[Author’s note: As some of you may have noticed, I took August off. I needed to and I have come back fresh. I will be writing at least one article a month from now on, and occasionally two.]
One of my biggest frustrations when watching debates is that most of them fall into one of two categories. The first is what I call "two drunks fighting." In that category, neither lands many punches points that go to the heart of the issue and that the other side doesn’t respond to effectively. Both sides flail about. In the second category are people who, on one or both sides, make good points, but dress up their points with sighs, attacks on character, and innuendo. Especially frustrating for me in this second kind of debate is when my side has good arguments but can’t resist the temptation to attack. Only rarely do I see a debate in which even one side sticks to the argument, cites facts in a way that they can be checked, shows passion about the issue, defends himself from attacks but doesn’t exaggerate the defense or do it too often, and refrains from attacking or belittling his opponent. Well, I saw such a debate last Friday. On that basis, I can say that a star was born. His name is Scott Horton.

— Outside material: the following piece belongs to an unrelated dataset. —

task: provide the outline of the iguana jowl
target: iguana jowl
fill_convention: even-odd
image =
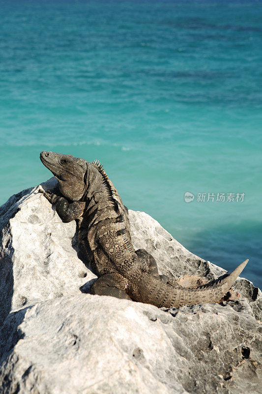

In a way, the debate was a setup, whether intended or not. The date was 9/11, no doubt purposely chosen given that the topic was terrorism and war. The sponsor was the Young Conservatives of Texas at Texas A&M University, a school that, I would bet, has a very pro-war student body. On one side was Harvey Kushner, whose Web site identifies him as "a conservative commentator and internationally recognized authority on terrorism" who "has advised elected officials, military personnel, and foreign government officials as well as trained many U.S. governmental agencies, including the FBI, DHS, FAA, DEA, INS, and U.S. Customs." On the other side was Scott Horton, who does radio interviews for Antiwar.com. On the basis of date, topic, and audience, one would expect Horton to lose and Kushner to win. Of course, it requires a careful sifting of the evidence and arguments to decide who, if anyone, won. I do some of that sifting below. But, in debates, there are other indicators of winning: who got the loudest applause, if there were boos, who got booed the most, etc. Here are the two bottom lines: First, no one got booed. Second, no one got applause until the end, when both were applauded at the same time. I wondered if that was because the organizers had announced that standard enthusiasm suppressant, "Please don’t applaud until the end." But on two listenings from the beginning, I found no such stricture, and a call to Scott Horton confirmed that he had heard no such stricture.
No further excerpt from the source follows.